However, it is very nice that your solution (n-1 solutions ago) does serialize nicely to JSON, and can be easily recomposed to XML. The downside is that a high fluency in the data structure is required to be able to use it (i.e. what all the tags means).
Things really get hairy when we get into dealing with nodes that have embedded content. What do you think if we make the decision to, when those nodes are identified, we just dump the text() for that field as the value to the property? Essentially just saying we're not going to support that.
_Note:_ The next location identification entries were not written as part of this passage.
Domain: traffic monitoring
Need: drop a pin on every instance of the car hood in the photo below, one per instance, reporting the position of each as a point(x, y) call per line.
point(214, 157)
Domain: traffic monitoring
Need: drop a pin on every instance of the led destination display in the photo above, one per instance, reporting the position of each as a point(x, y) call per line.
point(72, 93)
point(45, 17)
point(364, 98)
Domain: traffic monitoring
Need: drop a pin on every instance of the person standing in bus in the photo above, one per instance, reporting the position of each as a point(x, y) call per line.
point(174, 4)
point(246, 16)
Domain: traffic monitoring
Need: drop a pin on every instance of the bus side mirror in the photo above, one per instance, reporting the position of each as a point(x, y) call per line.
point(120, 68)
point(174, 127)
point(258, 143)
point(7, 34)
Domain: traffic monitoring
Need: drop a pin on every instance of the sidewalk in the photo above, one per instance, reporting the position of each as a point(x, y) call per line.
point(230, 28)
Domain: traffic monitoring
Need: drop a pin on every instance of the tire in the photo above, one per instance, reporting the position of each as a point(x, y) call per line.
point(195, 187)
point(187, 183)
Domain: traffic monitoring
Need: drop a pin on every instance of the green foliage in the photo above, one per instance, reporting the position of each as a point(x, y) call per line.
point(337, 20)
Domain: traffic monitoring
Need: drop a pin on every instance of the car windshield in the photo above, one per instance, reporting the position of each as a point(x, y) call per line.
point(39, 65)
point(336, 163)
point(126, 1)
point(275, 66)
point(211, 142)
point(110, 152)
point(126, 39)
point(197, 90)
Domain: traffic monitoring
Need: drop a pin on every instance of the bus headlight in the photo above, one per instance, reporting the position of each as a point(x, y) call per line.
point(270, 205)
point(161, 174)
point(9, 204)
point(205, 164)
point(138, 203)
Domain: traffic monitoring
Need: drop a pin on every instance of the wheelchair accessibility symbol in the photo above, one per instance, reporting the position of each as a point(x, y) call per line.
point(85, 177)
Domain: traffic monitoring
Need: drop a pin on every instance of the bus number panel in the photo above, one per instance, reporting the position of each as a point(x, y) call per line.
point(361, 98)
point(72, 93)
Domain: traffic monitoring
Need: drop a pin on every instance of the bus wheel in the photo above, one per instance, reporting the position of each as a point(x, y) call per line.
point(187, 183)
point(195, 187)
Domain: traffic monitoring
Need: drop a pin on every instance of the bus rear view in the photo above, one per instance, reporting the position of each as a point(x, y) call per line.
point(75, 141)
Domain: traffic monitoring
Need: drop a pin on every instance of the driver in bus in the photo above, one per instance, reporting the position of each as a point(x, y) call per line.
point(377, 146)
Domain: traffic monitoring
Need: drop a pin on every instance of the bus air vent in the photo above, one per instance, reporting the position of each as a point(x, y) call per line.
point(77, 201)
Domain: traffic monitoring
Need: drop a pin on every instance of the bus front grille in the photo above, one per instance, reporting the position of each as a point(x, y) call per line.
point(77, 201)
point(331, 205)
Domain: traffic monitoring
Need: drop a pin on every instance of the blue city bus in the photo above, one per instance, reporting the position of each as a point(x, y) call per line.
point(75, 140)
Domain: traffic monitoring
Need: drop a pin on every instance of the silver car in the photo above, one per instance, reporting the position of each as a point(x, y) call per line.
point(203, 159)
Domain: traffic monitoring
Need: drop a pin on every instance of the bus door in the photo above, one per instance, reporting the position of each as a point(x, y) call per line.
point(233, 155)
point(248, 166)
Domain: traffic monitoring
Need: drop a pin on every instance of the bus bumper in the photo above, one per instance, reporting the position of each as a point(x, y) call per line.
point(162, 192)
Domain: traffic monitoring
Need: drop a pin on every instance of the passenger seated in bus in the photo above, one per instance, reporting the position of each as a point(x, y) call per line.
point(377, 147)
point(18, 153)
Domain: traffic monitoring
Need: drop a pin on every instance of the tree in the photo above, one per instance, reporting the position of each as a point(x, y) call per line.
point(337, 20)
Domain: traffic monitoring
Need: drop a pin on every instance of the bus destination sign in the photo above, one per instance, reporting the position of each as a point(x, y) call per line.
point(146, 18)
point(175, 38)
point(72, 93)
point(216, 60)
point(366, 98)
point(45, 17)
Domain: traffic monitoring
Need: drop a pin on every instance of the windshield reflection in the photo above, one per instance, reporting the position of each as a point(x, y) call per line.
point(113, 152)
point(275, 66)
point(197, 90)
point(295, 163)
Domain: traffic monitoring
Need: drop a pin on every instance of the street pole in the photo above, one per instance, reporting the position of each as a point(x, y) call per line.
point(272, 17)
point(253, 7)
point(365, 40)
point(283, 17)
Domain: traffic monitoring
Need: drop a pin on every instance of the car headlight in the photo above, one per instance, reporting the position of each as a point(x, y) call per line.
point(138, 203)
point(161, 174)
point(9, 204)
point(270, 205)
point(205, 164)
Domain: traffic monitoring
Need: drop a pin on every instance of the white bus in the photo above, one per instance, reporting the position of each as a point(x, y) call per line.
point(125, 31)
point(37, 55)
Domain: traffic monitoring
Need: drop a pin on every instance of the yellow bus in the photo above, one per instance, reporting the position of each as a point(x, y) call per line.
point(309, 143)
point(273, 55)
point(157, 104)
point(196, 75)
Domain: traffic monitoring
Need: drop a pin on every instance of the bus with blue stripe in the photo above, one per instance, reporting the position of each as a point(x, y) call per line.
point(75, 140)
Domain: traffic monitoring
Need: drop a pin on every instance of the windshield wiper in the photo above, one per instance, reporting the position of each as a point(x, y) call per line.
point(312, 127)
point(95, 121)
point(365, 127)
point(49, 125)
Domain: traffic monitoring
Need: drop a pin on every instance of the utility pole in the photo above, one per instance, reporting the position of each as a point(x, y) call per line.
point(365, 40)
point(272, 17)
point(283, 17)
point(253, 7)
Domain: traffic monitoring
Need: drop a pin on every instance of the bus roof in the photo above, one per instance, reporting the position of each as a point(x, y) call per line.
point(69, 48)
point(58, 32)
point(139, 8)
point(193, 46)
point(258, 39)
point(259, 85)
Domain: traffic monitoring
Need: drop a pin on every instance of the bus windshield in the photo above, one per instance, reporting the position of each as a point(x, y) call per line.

I like that solution because it gives the "power" back to the API consumer, saying that if there is Markup embedded in the document, you can handle that in whatever what you see fit. May be useful for attaching meta-data, which is nicely embedded in XML, to content that is used for display & layout. This would bring us back to the "more sensible approach" to dealing with mixed-form XML content.
Thoughts?
Things really get hairy when we get into dealing with nodes that have embedded content.
Which nodes do you mean? The CDATA
ones, or the <a>text<b>and</b>text</a>
ones?
It might be worth thinking about that last code, as I think it actually gives you more information back than both the Xml Slurper and Parser as they currently stand... Obviously, this is XML so my code is probably horribly simplistic and XmlParser probably does a much better job with most of it ;-)
But I see what you mean about the XML->Map->Json->Map->XML path... the (n-1) solution does seem to work (so long --as you say-- as you know what all the secret incantation symbols mean) ;-)
If we (and I really mean "you", because you're way over my head at this point :-) ) go the direction of building improvements to the XmlSlurper and XmlParser, then they are probably suitable enhancements for groovy-core, whereas our (and I really mean "your", because my small contribution is but a drop in the bucket) extensions project should be meant to provide extensions that make use of existing APIs and concepts. Am I way off on this thought train?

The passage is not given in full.